1948 saw the advent of "Occhio Cupo" and Tex, both illustrated by Galleppini, and "Pattuglia dei senza paura" with artwork by Zamperoni and Donatelli. "Il giustiziere del West" was published in the same year and rendered graphically by Giorgio Scudellari. In 1949 Giovanni Bonelli wrote the short series "Plutos" for Leone Cimpellin; 1954 was the year of "Il Cavaliere Nero" illustrated by EsseGesse and "Yuma Kid", rendered by Mario Uggeri.
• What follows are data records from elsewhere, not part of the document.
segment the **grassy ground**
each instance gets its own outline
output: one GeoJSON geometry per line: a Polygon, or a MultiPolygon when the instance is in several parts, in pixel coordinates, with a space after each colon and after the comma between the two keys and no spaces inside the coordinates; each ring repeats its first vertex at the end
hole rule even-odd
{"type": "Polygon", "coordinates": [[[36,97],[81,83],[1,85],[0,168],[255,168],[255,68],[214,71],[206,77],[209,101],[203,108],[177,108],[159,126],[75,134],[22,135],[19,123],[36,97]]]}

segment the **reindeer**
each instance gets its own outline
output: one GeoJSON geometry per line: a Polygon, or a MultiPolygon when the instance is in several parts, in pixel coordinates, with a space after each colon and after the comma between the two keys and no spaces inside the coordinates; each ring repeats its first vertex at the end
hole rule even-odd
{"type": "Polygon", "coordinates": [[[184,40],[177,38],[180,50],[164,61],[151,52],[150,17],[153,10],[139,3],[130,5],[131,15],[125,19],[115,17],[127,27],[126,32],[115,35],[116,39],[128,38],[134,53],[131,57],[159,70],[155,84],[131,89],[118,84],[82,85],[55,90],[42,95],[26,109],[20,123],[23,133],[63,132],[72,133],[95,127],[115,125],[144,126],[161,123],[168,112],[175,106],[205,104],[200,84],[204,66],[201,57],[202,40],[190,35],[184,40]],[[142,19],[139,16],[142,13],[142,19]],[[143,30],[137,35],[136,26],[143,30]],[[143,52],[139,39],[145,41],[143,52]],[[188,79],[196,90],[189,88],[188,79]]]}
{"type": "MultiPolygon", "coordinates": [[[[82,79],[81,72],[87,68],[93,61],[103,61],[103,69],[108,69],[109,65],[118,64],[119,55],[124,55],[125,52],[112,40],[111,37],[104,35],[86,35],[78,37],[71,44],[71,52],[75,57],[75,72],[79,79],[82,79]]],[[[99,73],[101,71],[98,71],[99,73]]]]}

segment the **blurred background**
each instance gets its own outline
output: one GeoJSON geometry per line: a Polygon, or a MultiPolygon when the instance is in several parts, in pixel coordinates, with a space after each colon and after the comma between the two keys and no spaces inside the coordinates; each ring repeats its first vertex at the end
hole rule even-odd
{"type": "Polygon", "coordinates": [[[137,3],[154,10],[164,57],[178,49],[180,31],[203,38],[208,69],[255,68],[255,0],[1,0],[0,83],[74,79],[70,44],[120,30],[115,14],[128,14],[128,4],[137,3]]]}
One year later, "I tre Bill" was created, with three illustrators contributing, at different times, to the artwork, Giovanni Benvenuti, Gino D'Antonio, Roy D'Ami and Renzo Calegari. Also created in that same year was "El Kid", illustrated by Dino Battaglia, Gino D'Antonio and Renzo Calegari. "Davy Crockett" was created in 1956, with artwork by Renzo Calegari and Carlo Porciani. "Hondo", illustrated by Franco Bignotti and "Kociss" and illustrated by Emilio Uberti, dates from 1957. In 1962 Bonelli resumed and completed the long saga "Un ragazzo nel Far West", for which the subject was conceived by Nolitta. He continued to supervise the production of Tex until he passed away on 12 January 2001.